* Yen edges higher but off 11-week highs vs dollar and euro
* Aussie slips, but clings to bulk of previous day’s stellar gains
* Kiwi underpinned by solid jobs data
By Ian Chua and Masayuki Kitano
SYDNEY, Feb 5 (Reuters) - The yen edged higher on Wednesday but remained below multi-month highs after emerging markets stabilised, while the Australian dollar took a breather following a powerful rally.
The U.S. dollar eased 0.2 percent to 101.45 yen while the euro sagged 0.3 percent to 137.03 yen.
Still, both the dollar and the euro remained above 11-week lows set on Tuesday, when the dollar hit a low near 100.76 yen and the euro fell to as low as 136.25 yen.
Analysts at BNP Paribas remained cautious about re-entering long dollar/yen positions, instead preferring to wait for further signs of stabilisation in the risk environment.
“Opinions remain divided on whether the Tuesday rally (in riskier assets) is anything more than a dead cat bounce,” they wrote in a note to clients.
Emerging market stocks and currencies had gained a reprieve on Tuesday as investors hunted for bargains after a recent selloff, with the Turkish lira jumping about 2 percent.
Against the U.S. dollar, the euro eased 0.1 percent to $1.3511, holding near a two-month low around $1.3477 set on Monday amid caution that the European Central Bank (ECB) could sound more dovish at Thursday’s policy review.
With inflation running well below the ECB’s target and the spectre of deflation gripping the euro zone, the ECB is under pressure to do more to pep up the block’s weak recovery.
The Australian dollar took a breather after a vicious short-covering rally in the previous session.
The Aussie had surged across the board on Tuesday after the Reserve Bank of Australia dropped its bias to cut interest rates and toned down its rhetoric on the currency.
Although factors such as cooling in China’s economic growth remain negative for the Aussie dollar, the shift in the RBA’s stance is likely to give sellers pause, said Satoshi Okagawa, senior global markets analyst for Sumitomo Mitsui Banking Corporation in Singapore.
“It is starting to look a bit dangerous to just keep selling (the Aussie) on rallies,” Okagawa said.
The Australian dollar fell 0.4 percent to $0.8886 after a 2 percent rally. Against the yen, it fell 0.6 percent to 90.14 yen after having surged 2.7 percent on Tuesday in its biggest one-day rise in 10 months.
Traders said the Aussie’s close above 89 U.S. cents on Tuesday was encouraging and could fuel a bullish trend reversal that should pave the way for a retest of this year’s peak at $0.9087 set on Jan. 13.
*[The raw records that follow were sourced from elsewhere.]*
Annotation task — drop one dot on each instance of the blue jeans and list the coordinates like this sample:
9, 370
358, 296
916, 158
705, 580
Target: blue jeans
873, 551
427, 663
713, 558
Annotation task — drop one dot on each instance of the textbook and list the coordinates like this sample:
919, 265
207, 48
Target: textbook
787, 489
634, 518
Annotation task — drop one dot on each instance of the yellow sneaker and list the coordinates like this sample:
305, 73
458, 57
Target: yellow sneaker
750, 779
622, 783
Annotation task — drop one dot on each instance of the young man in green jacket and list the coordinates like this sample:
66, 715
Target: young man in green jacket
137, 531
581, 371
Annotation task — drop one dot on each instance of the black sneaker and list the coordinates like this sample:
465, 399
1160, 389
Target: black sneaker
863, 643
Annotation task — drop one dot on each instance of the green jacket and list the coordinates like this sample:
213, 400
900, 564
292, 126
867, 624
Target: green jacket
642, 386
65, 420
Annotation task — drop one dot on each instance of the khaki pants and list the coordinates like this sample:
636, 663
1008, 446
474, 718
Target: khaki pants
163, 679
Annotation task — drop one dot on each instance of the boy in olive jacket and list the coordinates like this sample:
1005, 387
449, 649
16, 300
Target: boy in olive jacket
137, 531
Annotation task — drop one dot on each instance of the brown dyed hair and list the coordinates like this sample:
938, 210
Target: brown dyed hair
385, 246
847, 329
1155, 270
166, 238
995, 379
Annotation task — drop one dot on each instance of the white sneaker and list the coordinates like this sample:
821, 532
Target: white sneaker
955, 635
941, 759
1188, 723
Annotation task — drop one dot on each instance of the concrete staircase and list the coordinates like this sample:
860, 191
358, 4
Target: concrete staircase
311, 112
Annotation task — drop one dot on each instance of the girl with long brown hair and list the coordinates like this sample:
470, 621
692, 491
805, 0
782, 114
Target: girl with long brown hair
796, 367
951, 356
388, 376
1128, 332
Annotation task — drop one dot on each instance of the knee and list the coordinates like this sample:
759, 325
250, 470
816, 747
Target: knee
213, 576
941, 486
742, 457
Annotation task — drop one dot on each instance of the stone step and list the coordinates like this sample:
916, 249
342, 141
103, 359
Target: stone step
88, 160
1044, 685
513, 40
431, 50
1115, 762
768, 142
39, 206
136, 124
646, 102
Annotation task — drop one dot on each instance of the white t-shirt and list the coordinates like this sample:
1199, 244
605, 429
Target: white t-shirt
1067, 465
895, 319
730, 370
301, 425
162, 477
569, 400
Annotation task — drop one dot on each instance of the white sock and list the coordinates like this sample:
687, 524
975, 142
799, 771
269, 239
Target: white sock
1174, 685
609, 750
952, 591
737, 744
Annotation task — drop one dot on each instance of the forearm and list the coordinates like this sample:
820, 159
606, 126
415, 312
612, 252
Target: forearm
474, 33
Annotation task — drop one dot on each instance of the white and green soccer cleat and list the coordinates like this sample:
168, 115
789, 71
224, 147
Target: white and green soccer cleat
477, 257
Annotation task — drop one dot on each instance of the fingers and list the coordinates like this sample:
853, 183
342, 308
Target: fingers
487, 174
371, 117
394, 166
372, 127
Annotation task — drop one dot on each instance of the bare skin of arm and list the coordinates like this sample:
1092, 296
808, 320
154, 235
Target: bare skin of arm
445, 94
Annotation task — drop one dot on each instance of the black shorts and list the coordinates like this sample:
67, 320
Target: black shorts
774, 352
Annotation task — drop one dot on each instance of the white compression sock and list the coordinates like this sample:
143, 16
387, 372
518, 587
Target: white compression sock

However, some analysts expect the Aussie’s longer-term downtrend will stay intact.
“We will maintain a long-term bearish outlook for the AUDUSD as the Federal Reserve moves away from its easing cycle,” said David Song, currency analyst at DailyFX.
Against its New Zealand peer, the Aussie last fetched NZ$1.0822, after having risen to as high as NZ$1.0948 on Tuesday.
With the Reserve Bank of New Zealand considered all but sure to hike interest rates in March, investors were reluctant to bet against the kiwi dollar.
Cementing the central bank’s hawkish stance, data on Wednesday showed solid jobs growth in New Zealand and an increase in the number of people actively looking for work.
The upbeat data sent the kiwi to a one-week high against the U.S. dollar at $0.8259. The kiwi later came off that high and last traded at $0.8207, down 0.4 percent from late U.S. trade on Tuesday.